Kids Play International’s Solution
In response to the pervasive inequality between boys and girls, men and women, 3-time Olympian (aerials) Tracy Evans founded Kids Play International (KPI)in 2008, with the mission to use sport to promote gender equity. KPI is grounded in the ‘Fair Play’ value of the Olympic Movement, which champions the idea that sport should be used not just as a physical activity but also as a means of educating people.

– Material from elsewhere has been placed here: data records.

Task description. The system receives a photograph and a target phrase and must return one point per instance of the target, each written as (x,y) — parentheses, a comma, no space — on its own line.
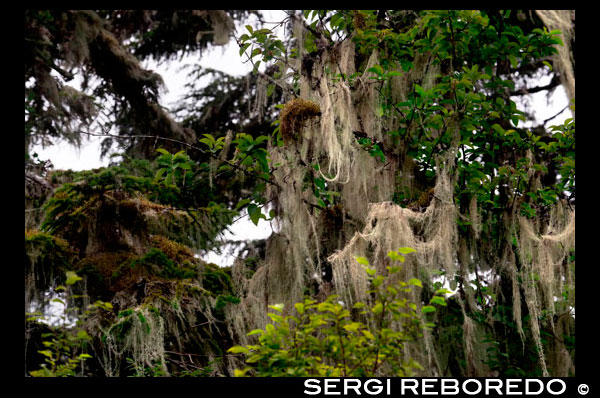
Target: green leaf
(419,90)
(377,308)
(244,47)
(415,282)
(277,307)
(438,300)
(47,353)
(72,278)
(238,350)
(254,213)
(362,260)
(406,250)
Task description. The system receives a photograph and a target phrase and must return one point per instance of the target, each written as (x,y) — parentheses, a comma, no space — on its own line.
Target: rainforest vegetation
(424,220)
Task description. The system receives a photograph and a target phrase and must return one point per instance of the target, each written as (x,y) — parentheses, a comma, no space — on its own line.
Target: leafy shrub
(327,339)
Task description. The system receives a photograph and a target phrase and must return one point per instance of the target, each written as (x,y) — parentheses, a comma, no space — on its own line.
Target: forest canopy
(423,218)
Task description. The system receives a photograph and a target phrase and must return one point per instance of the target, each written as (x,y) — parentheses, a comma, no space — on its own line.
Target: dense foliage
(358,133)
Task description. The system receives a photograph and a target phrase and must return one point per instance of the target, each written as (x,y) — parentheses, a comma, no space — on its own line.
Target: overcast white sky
(227,59)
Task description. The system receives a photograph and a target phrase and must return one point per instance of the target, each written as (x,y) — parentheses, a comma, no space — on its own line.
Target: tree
(396,129)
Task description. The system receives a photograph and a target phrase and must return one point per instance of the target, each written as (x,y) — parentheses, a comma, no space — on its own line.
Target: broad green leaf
(406,250)
(415,282)
(46,353)
(72,278)
(362,260)
(438,300)
(254,213)
(238,350)
(277,307)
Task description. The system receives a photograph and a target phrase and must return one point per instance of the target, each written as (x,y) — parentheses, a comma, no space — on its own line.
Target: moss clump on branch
(293,116)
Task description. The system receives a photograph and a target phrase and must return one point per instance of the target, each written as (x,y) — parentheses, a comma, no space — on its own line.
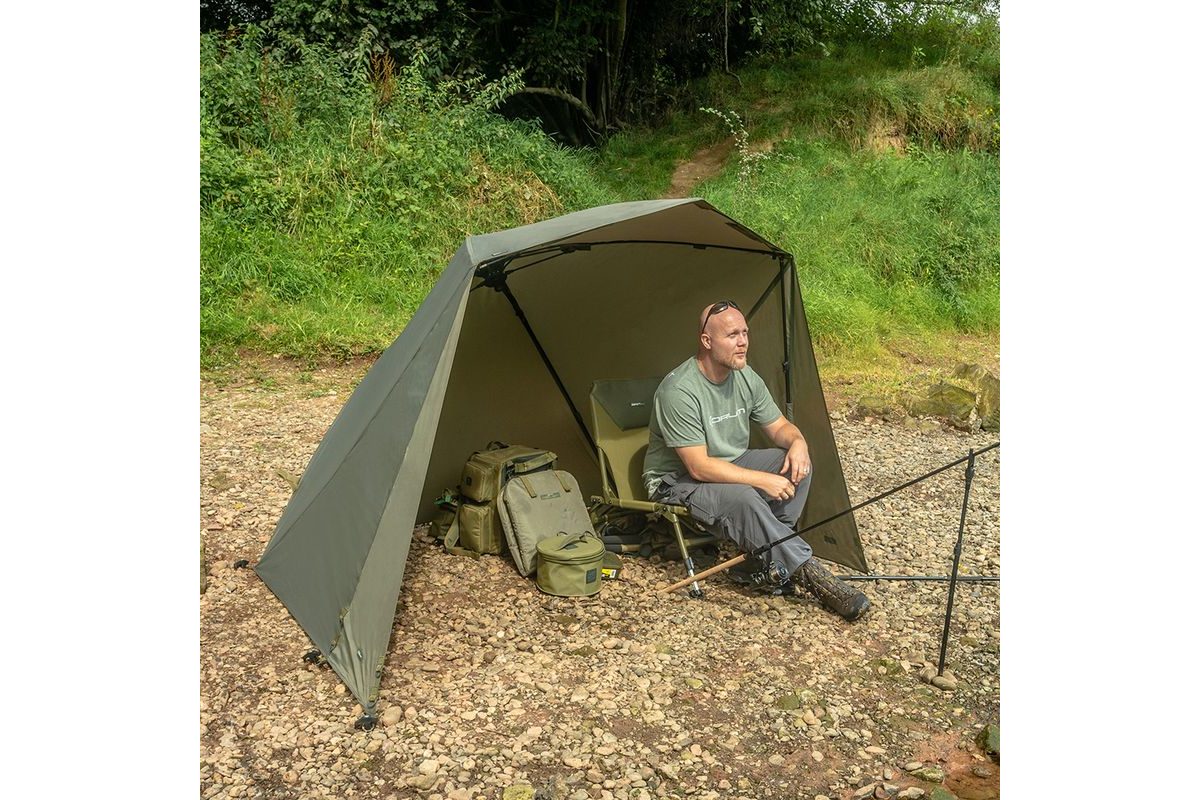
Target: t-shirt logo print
(731,415)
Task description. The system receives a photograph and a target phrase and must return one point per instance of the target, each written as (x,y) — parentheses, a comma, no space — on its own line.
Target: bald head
(724,338)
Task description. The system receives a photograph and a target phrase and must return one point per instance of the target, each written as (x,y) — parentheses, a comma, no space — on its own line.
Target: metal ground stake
(954,570)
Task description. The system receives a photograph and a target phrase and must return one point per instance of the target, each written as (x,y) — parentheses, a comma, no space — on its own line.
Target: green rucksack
(477,523)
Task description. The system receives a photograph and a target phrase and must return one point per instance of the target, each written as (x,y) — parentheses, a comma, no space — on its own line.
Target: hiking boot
(833,593)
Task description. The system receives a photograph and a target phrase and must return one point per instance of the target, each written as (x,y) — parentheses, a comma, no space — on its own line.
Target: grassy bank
(333,194)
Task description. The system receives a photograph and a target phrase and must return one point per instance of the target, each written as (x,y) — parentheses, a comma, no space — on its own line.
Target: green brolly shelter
(507,347)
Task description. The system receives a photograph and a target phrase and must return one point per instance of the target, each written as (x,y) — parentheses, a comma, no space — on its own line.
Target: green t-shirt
(689,409)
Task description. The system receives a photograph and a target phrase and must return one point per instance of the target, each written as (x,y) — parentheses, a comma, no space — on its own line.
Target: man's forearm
(717,470)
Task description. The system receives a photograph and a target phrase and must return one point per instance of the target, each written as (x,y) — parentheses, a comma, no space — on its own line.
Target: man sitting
(699,457)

After retiring from Olympic competition, Evans was inspired by her mother’s commitment to international medical work and embarked upon what would become a life-changing volunteer trip to Africa. Although she’d participated in sports her whole life and knew intimately the transformative power they held, introducing new, unfamiliar sports to young Africans was eye opening. With no prior knowledge of a sport as it relates to gender or culture, boys and girls began learning on an equal playing field.
The goal of the Olympic Movement is to contribute to building a peaceful and better world by educating youth through sport practiced without discrimination of any kind.
Olympism is best expressed through actions that link sport to culture and education.
KPI’s Strategic Approach
Working in the rural village of Gatagara, Rwanda and now Cambodia, KPI provides a safe place for girls and boys aged 7-18 to participate in educational sports activities side-by-side, with support and encouragement from a caring adult. KPI’s gender equity program, Let’s Play Fair (LPF), is rooted in Olympic values and uses sport and interactive discussions to shift attitudes, behaviors and gender norms between girls and boys. It is based on an understanding that in order to empower girls, boys must play a meaningful role in the process so both genders understand how each contribute to a healthy community.
In the spirit of Olympism, the inclusive LPF program demands teamwork and fosters positive relationships between genders in order to complete activities. Youth participants are provided with the opportunity through sport to intensify supportive peer networks and to engage in more frequent and meaningful contact with peers of both genders, ultimately breaking down gender norms and misperceptions about women’s capabilities.